Personal information
- Full name: Julián Eustasio Olave Videa
- Date of birth: 29 March 1884
- Place of birth: Bilbao, Biscay, Spain
- Date of death: 2 April 1932 (aged 48)
- Place of death: Madrid, Spain

Managerial career
- Years: Team
- 1924: Spain (1)

President of the Spanish Football Federation
- In office 1924–1926
- Preceded by: Gabriel Maura
- Succeeded by: Antonio Bernabéu

= Julián Olave =

Spanish football manager and sports leader

Julián Eustasio Olave Videa (29 March 1884 – 2 April 1932) was a Spanish sports leader who presided over the Spanish Football Federation between 1924 and 1926 and also a football Manager who co-directed one match of the Spanish national team in 1924. As the president of the RFEF, he signed the Declaration of Professionalism in 1924 and its implementation in 1926, and he was also the first Spaniard to join the FIFA Committee in 1925.

==Biography==
Although born on 29 March 1884 in Bilbao, his sporting career began in 1910, as technical secretary of the Real Sociedad, since he had his automobile representation business in the city of San Sebastián. When he was the vice-president of the club, he was one of the promoters and founders of the Unión Española de Clubes de Fútbol (UECF), which was created as an alternative to the FECF, the current Royal Spanish Football Federation, and which was on the verge of wrecking the structure of Spanish football. He was elected secretary of this entity, and as such, when FIFA did not accept the coexistence of two federations, he signed a letter to FECF proposing to reach a merger agreement between the two federations. An agreement was eventually reached in September, with the basis for unification being signed by the presidents of the two entities in dispute, Olave and Ricardo Ruiz Ferry.

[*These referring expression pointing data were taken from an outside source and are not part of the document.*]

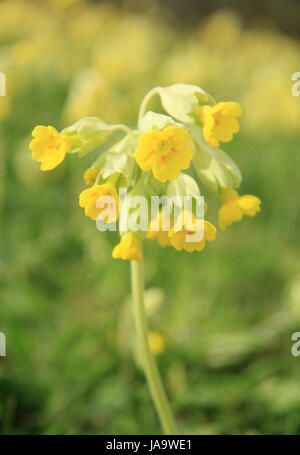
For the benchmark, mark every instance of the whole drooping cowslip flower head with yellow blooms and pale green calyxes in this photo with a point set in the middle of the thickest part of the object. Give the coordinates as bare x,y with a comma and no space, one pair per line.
156,158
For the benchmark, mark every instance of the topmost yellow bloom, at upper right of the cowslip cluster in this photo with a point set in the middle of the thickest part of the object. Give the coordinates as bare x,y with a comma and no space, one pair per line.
219,122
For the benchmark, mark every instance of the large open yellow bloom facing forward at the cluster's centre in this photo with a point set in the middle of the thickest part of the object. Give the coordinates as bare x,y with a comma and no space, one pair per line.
165,151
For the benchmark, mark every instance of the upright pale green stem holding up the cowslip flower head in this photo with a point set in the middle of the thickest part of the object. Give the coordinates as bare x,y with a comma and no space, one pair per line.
150,368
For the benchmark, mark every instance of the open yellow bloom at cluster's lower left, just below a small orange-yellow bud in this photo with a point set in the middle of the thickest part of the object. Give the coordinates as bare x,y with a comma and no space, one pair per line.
91,197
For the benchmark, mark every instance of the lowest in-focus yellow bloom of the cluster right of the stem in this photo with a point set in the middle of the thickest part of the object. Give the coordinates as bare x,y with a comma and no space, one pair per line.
179,234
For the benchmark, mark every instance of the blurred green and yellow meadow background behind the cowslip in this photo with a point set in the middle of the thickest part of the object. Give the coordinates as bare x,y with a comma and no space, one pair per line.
221,320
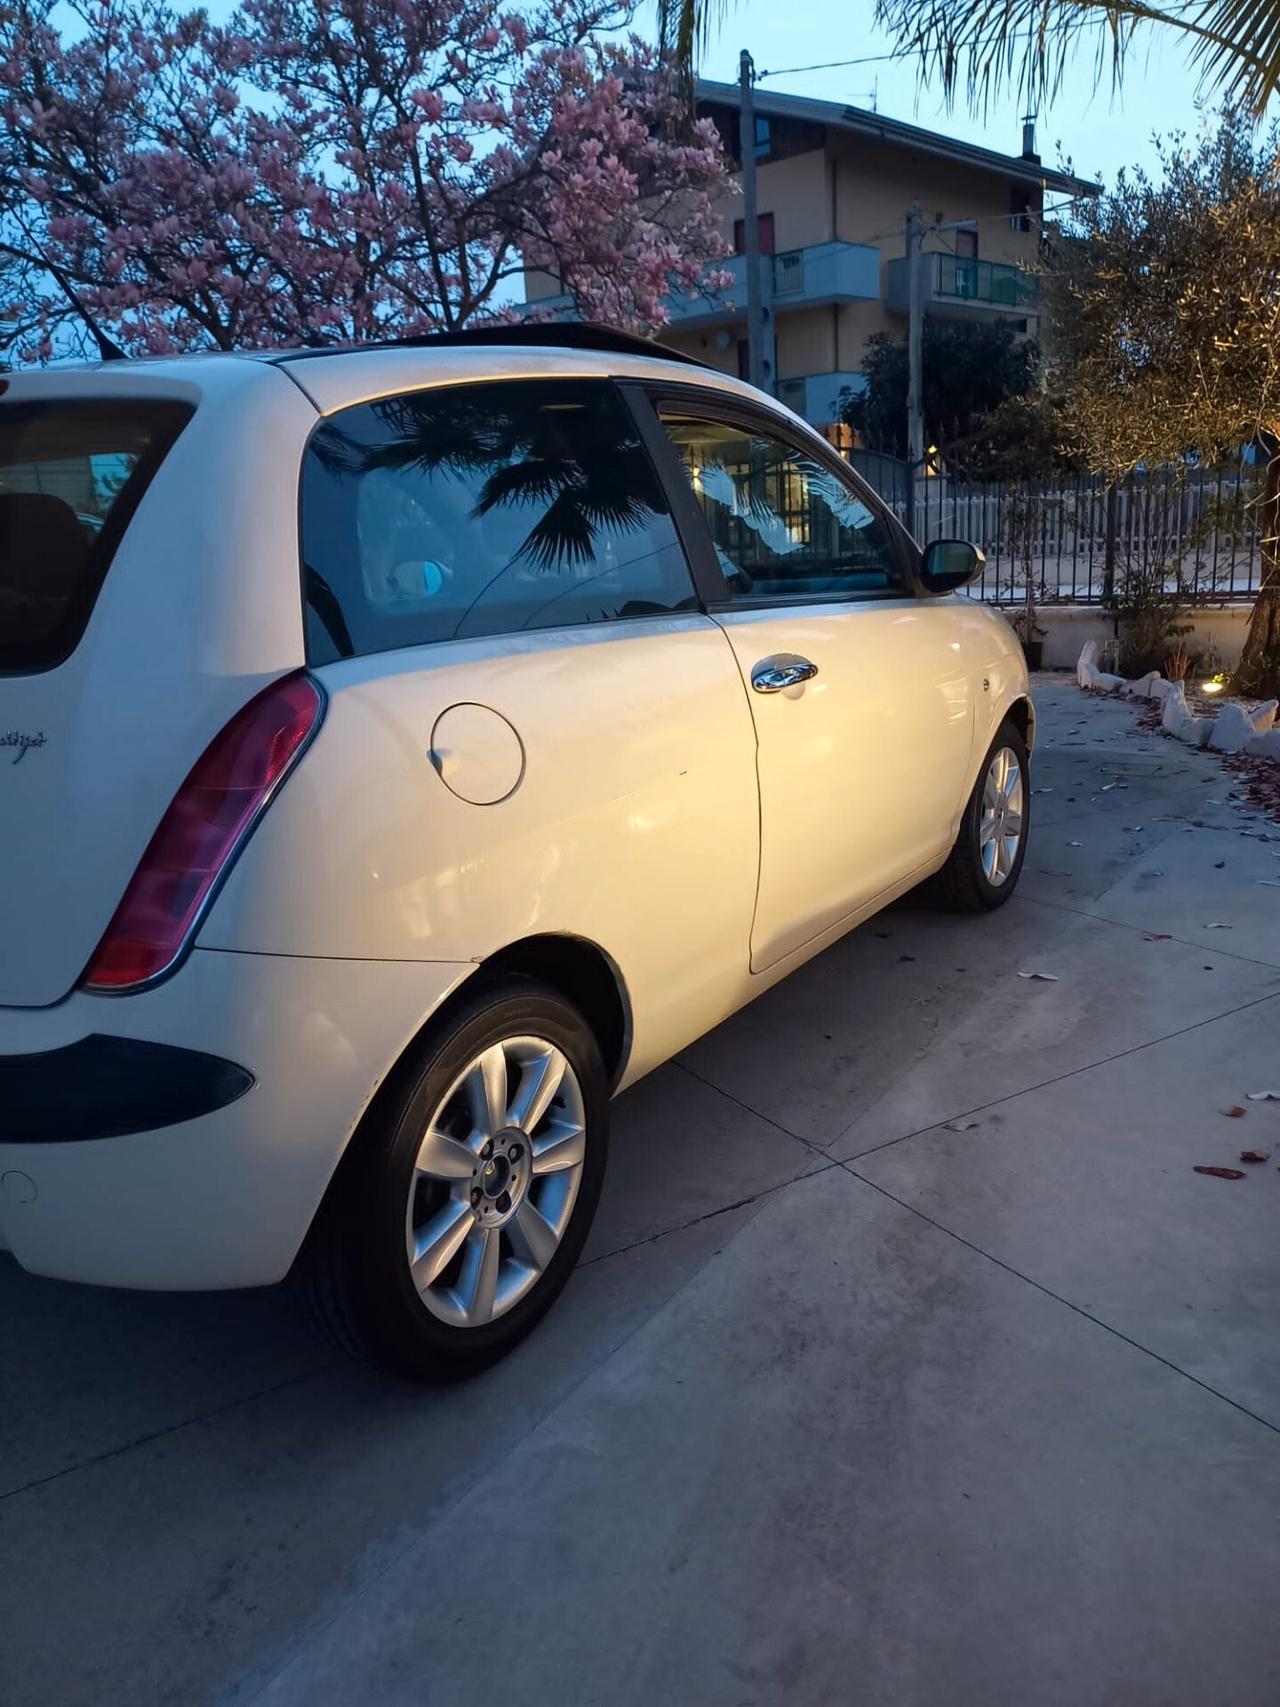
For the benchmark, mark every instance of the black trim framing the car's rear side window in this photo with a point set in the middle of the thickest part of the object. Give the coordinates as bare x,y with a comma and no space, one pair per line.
313,585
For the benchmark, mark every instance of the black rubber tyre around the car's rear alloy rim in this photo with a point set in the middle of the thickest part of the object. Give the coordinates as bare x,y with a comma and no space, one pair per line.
356,1267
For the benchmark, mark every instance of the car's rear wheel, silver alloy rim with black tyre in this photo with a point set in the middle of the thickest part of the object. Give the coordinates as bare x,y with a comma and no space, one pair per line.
460,1216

The Spanish Union officially disappeared in 1914, but it always remained as a de facto power in the shadows, reappearing when the Spanish National League was created in 1928, postulating a rather elitist tournament, and later in 1933–34 supporting the group of the so-called "speakers", but on both of these occasions, Olave was now on the opposite trench. In 1924, in one of those turbulent assemblies, he was elected the 5th president of the Spanish Football Federation, a position that he held for two years until his resignation in 1926, being replaced by Antonio Bernabéu. In those years of so much turmoil within Spanish football, Olave was a figure of enormous relief and importance.

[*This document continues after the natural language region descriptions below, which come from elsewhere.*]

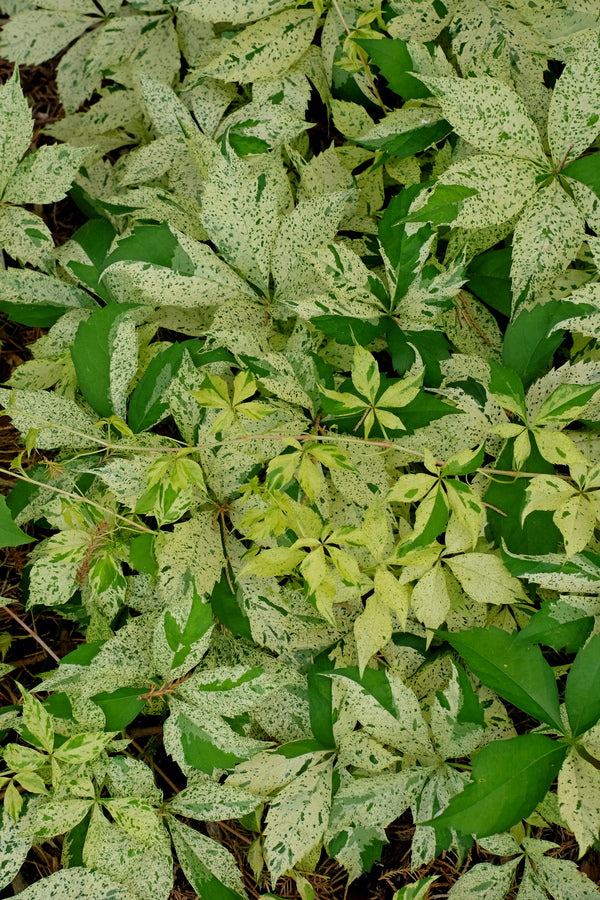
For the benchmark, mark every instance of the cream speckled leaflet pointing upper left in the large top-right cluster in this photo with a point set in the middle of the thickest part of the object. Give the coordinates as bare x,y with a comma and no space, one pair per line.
488,114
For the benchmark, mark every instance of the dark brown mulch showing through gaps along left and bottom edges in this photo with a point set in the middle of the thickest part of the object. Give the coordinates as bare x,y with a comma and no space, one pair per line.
30,660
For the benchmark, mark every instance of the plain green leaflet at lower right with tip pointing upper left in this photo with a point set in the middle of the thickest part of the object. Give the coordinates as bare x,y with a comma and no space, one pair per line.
515,670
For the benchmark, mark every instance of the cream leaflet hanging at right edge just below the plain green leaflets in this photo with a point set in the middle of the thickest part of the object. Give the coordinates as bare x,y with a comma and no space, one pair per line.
579,799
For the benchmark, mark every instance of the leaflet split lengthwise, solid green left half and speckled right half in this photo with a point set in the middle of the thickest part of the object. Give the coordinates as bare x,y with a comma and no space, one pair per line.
105,358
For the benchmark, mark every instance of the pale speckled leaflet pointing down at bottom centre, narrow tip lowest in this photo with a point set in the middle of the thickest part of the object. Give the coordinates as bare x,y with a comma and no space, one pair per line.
297,819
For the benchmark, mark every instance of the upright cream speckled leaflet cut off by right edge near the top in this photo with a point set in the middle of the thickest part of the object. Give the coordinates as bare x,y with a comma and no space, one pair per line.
573,117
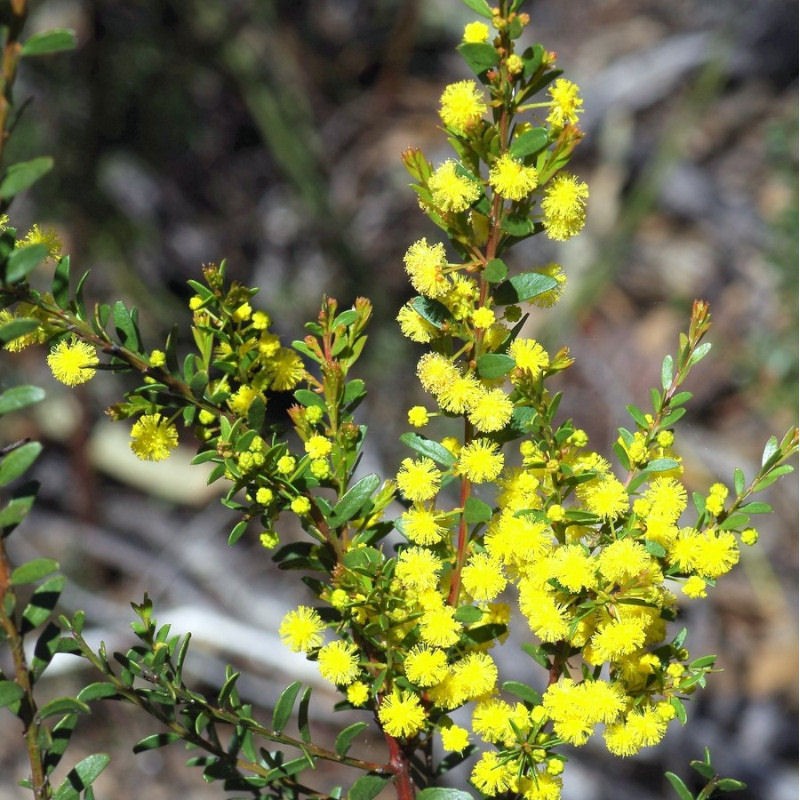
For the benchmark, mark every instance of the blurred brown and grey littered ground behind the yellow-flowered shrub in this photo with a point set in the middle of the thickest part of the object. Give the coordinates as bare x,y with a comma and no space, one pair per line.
269,133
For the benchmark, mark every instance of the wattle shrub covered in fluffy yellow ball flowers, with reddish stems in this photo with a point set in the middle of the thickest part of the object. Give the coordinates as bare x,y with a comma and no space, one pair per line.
506,515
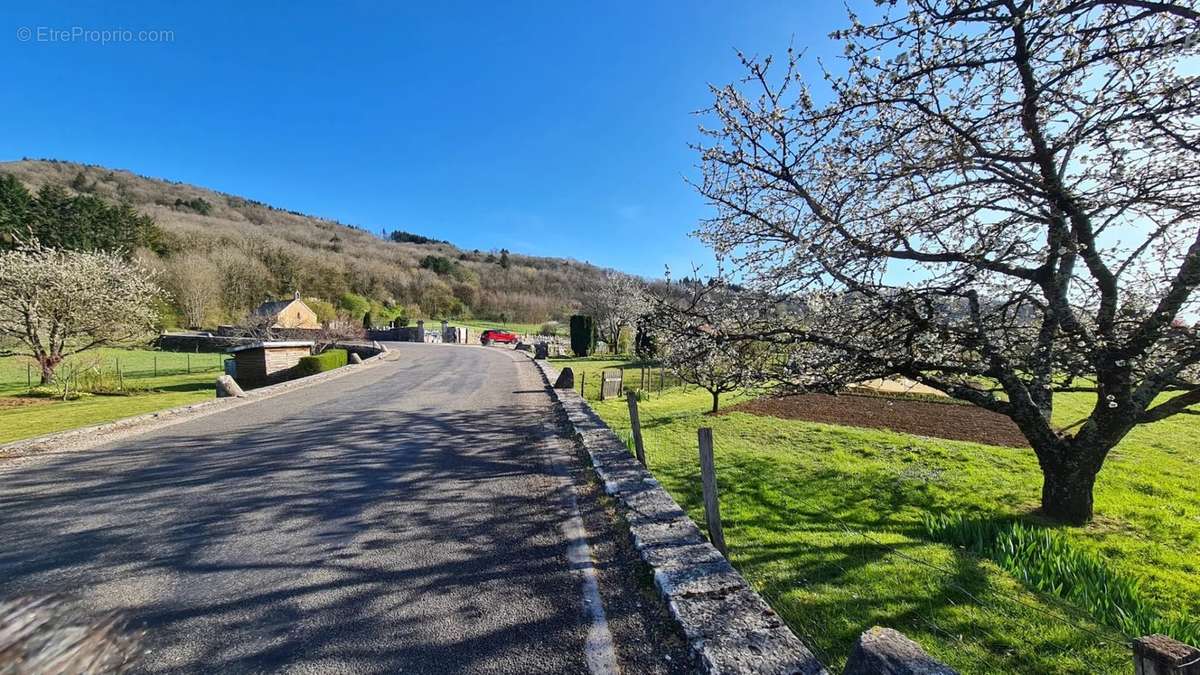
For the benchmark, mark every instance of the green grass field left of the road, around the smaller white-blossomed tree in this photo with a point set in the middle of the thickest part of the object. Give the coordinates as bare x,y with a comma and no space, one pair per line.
155,380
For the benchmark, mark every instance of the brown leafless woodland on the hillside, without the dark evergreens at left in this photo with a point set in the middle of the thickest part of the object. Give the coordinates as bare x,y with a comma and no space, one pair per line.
269,252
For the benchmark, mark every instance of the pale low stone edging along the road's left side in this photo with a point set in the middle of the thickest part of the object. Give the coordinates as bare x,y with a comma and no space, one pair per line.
89,437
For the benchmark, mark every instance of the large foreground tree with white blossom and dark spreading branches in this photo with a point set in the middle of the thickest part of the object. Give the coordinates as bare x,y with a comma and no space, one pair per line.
997,199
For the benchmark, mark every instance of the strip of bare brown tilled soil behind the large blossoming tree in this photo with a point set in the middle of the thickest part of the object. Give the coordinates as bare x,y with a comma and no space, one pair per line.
925,419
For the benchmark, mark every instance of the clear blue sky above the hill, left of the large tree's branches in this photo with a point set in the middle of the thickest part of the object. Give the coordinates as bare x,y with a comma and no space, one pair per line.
545,128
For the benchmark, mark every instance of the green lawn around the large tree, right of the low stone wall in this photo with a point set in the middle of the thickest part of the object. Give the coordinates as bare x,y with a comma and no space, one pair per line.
826,522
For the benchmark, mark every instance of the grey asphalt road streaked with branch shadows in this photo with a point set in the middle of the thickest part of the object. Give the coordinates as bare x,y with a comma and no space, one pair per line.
406,518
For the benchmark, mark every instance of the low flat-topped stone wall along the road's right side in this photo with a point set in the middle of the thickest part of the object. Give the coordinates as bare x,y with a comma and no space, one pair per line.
729,628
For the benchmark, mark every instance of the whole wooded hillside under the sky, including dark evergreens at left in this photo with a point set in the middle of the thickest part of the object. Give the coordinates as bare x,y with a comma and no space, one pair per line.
221,255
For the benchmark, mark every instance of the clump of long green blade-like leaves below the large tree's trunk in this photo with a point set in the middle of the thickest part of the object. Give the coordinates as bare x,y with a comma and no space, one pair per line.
1046,560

Notably, Olave was the one who signed the Declaration of Professionalism in 1924 and its implementation in 1926. In his functions as president, Olave had the task of heading the Selection Committee of the Spanish national team, a triumvirate made up of himself, treasurer José Rosich, and secretary Luis Colina, so he provisionally served as national coach in a match against Austria held at the Camp de Les Corts on 21 December 1924, which ended in a 2–1 victory thanks to goals from Antonio Juantegui and Josep Samitier. In March 1927, he was invited to become the president of the federation again, but he instead offered to serve Spanish football in a lower step than the one he had occupied a few months before, thus being reconstituted as treasurer. In 1928, he had no hesitation in coming to the aid of the then president, Pedro Díez de Rivera y Figueroa, to put order in the federation finances.

In the 1910s he was one of the first translators of the football regulations into Spanish. He was the first Spaniard to join the FIFA Committee in 1925, under the presidency of Jules Rimet. The 1929 FIFA Congress, which was held in Barcelona, was attended by a Spanish delegation formed by Olave, Rosich, and Ricardo Cabot, and its most important point was the discussion of the regulations of the upcoming inaugural FIFA World Cup in 1930, and Spain was the first to withdraw its candidacy to host the tournament in order to donate support to Montevideo, the "most Spanish city among all the Spanish capitals of South America".

==Death==
Olave died in Madrid on 2 April 1932, at the age of 48.